Tom Englehardt |
The picture above is from a recent posting on AlterNet. Tom Englehardt is a co-founder of the American Empire Project and is the author of a history of the Cold War. Englehardt's book on the Cold War is titled, The End of Victory Culture. Englehardt runs TomDispatch.com and is a fellow of the Type Media Center, formerly The Nation Institute. Englehardt's sixth and latest book is A Nation Unmade by War (Dispatch Books).
All that information comes from an attribution footnote in the AlterNet article I mentioned, which is titled, "Turning 75 in the age of Trump."
I liked the article, and I invite you to read it. It is too long to quote in its entirety, but here's a representative sample:
If you had told me that, in those years to come, the American military would be an “all-volunteer” one, essentially a kind of foreign legion, and that those who chose not to be part of it would endlessly “thank” the volunteers for their service while otherwise continuing their lives as if nothing were going on, I wouldn’t have believed you. If you had also pointed out that economic inequality in America would reach levels that might have staggered denizens of the Gilded Age, that three Americans would possess the same wealth as the bottom half of society, that a CEO would, on average, make at least 361 times the income of a worker, and that for years there would be no genuine protest around any of this, I would have considered it un-American.If, in those same years, you had assured me that, in our future, thanks to a crucial Supreme Court decision, so much of the money that had gushed up to the wealthiest 1%, or even .01%, of Americans would be funneled back, big time, into what still passed for American democracy, I would have been stunned. That a 1% version of politics would essentially pave the way for a billionaire to enter the White House, and that, until the arrival of Bernie Sanders in 2016, protest over all this would barely be discernable, I certainly wouldn’t have believed you.

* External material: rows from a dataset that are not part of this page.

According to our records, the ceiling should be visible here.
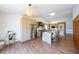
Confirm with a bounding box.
[0,4,75,17]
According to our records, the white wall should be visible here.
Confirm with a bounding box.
[73,4,79,20]
[49,15,73,34]
[0,13,21,41]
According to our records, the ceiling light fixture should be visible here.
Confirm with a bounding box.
[49,13,55,16]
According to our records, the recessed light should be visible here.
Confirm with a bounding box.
[49,13,55,16]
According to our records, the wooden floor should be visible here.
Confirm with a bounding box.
[0,36,79,54]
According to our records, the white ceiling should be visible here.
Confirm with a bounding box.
[0,4,75,17]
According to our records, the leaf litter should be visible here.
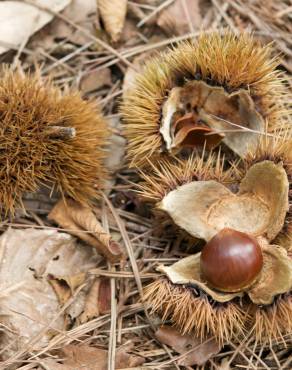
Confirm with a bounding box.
[0,0,292,370]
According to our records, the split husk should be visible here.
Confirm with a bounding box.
[121,32,288,167]
[158,161,289,241]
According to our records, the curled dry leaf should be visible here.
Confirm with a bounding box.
[97,0,128,42]
[0,229,98,358]
[157,0,202,35]
[78,277,111,323]
[160,81,265,157]
[48,273,86,306]
[0,0,71,54]
[155,326,221,366]
[48,199,123,262]
[159,161,289,241]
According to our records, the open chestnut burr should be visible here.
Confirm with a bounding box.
[121,31,289,168]
[140,137,292,343]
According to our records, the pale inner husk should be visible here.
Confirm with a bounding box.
[157,245,292,305]
[160,81,265,157]
[158,161,289,241]
[248,245,292,305]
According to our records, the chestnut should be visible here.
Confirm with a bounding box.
[200,228,263,293]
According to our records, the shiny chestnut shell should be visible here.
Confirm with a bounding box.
[200,228,263,292]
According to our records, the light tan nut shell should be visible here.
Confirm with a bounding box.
[248,245,292,305]
[158,161,289,241]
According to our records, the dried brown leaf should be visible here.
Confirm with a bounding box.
[55,344,144,370]
[48,273,86,306]
[48,199,123,262]
[78,277,111,323]
[155,326,221,366]
[0,229,98,358]
[0,0,71,54]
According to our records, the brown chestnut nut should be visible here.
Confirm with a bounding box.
[200,228,263,292]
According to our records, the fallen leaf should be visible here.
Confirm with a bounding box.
[105,117,126,174]
[0,0,71,54]
[97,0,128,42]
[80,68,112,94]
[48,273,86,306]
[157,0,202,35]
[48,199,123,262]
[0,229,98,358]
[79,277,111,323]
[155,326,221,366]
[56,344,145,370]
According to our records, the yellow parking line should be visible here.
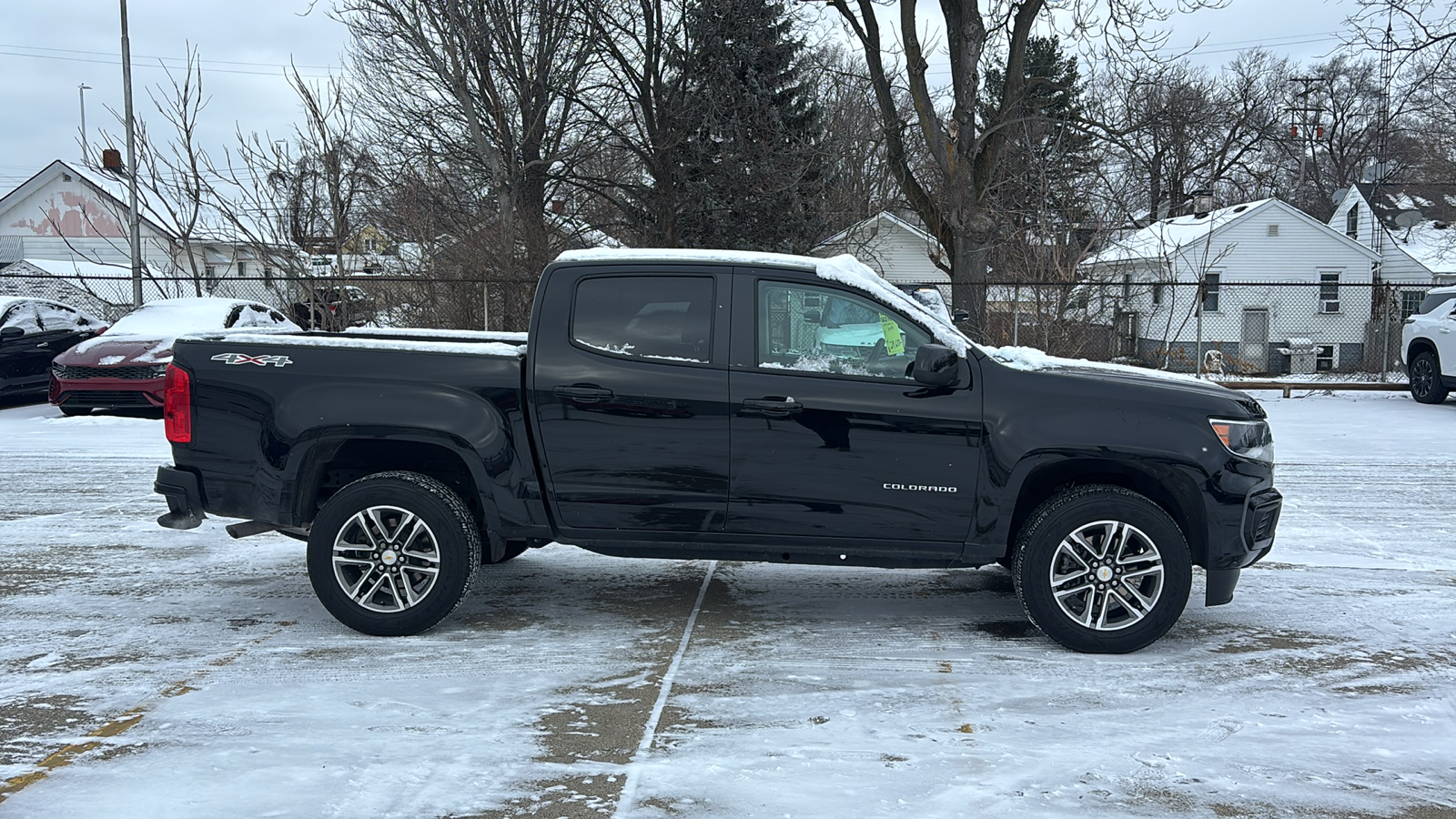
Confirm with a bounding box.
[0,621,294,802]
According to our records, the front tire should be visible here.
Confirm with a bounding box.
[1410,349,1451,404]
[308,472,480,637]
[1012,485,1192,654]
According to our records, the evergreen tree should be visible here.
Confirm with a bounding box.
[679,0,825,252]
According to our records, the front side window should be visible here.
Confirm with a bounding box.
[757,281,930,379]
[571,276,713,364]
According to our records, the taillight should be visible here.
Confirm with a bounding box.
[162,364,192,443]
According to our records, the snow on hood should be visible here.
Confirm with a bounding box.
[71,298,303,357]
[981,347,1211,385]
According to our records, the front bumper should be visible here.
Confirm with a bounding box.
[1203,487,1284,606]
[151,466,207,529]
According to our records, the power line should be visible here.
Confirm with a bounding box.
[0,46,329,80]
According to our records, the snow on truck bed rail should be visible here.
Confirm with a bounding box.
[185,328,526,359]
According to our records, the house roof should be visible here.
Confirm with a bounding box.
[1082,198,1380,265]
[0,159,179,239]
[1330,182,1456,274]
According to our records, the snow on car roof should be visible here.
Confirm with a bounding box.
[76,296,301,354]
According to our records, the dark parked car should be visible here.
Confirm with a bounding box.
[289,284,376,332]
[51,298,298,415]
[0,296,106,395]
[156,250,1281,652]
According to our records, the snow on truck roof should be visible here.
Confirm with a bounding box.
[556,248,974,356]
[556,248,1217,383]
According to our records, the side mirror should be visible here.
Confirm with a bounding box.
[910,344,961,386]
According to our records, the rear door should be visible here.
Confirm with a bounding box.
[728,269,981,558]
[529,265,733,538]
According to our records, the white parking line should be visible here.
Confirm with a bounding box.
[612,560,718,819]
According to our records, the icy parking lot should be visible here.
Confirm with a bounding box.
[0,393,1456,819]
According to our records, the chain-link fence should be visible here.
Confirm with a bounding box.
[980,276,1432,380]
[0,265,1432,380]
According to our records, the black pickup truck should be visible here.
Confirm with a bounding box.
[156,250,1281,652]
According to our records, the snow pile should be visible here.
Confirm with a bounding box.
[73,298,301,355]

"Good Old Tom" and I are soon to be the same age (he is catching up to me). We have the same thoughts! I concur in every one of his observations!
I do have a comment, however, on what Englehardt says. I know from my personal experience (admittedly small scale stuff, compared to the nation or the world) that making accurate observations of the world is just step one. Then, we've got to do something about it. We have to change the world.

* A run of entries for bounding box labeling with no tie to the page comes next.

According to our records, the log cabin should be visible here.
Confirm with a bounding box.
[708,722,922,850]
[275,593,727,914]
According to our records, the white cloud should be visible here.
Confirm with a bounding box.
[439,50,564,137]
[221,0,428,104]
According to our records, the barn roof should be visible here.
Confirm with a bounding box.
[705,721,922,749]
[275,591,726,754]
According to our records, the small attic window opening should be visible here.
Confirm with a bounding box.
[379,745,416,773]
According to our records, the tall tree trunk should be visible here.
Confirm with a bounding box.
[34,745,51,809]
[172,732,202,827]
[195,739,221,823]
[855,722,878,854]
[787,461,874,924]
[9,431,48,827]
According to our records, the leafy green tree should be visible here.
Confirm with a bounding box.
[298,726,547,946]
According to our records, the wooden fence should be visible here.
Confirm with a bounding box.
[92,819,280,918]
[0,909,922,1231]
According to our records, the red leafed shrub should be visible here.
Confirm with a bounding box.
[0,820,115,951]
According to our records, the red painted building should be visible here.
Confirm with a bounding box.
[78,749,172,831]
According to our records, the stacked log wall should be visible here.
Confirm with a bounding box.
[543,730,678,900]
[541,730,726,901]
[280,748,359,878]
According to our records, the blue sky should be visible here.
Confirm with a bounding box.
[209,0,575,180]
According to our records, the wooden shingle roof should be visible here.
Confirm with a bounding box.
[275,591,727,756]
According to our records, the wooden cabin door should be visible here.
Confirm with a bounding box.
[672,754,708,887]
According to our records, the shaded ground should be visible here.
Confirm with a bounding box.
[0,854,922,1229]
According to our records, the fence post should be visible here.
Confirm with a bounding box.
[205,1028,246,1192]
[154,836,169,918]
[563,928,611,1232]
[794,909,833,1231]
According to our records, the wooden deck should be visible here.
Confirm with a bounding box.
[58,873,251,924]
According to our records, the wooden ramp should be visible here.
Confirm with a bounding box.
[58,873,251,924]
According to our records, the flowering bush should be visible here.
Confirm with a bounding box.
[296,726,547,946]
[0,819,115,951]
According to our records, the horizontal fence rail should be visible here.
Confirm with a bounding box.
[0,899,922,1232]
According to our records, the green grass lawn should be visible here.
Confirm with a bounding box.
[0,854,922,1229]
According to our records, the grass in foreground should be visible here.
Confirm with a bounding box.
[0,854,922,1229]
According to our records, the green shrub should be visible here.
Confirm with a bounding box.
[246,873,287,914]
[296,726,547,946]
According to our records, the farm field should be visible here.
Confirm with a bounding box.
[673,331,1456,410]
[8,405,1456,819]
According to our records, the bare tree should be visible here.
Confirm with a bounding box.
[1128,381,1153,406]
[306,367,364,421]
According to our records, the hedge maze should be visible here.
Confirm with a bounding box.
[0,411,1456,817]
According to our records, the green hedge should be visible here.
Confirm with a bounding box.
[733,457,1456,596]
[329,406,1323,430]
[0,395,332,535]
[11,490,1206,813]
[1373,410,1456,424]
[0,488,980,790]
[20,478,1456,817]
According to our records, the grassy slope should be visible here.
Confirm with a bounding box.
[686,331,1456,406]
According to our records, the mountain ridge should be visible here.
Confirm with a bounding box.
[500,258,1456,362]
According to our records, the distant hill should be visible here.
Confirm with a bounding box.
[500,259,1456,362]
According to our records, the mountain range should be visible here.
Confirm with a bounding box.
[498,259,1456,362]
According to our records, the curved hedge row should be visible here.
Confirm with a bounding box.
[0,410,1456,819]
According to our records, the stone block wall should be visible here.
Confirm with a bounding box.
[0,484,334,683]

Accurate observation, by itself, can never do that. Seeing where we are and then charting the trajectories, plotting where the currents are carrying us, is vitally important, but we can't let the accuracy of our observations convince us that what "is" is inevitable. Extrapolation of the existing does not provide a clear vision of the future. Take it from Tom! He is amazed at what has happened (as well he might be). But what "was," or "is" is not inevitable. We have to change the world.
I am absolutely convinced that we can do that, too. I have had some rather extraordinary personal experience along those lines. Small-scale experience, certainly. But not irrelevant!
Proof of concept, is what I call it!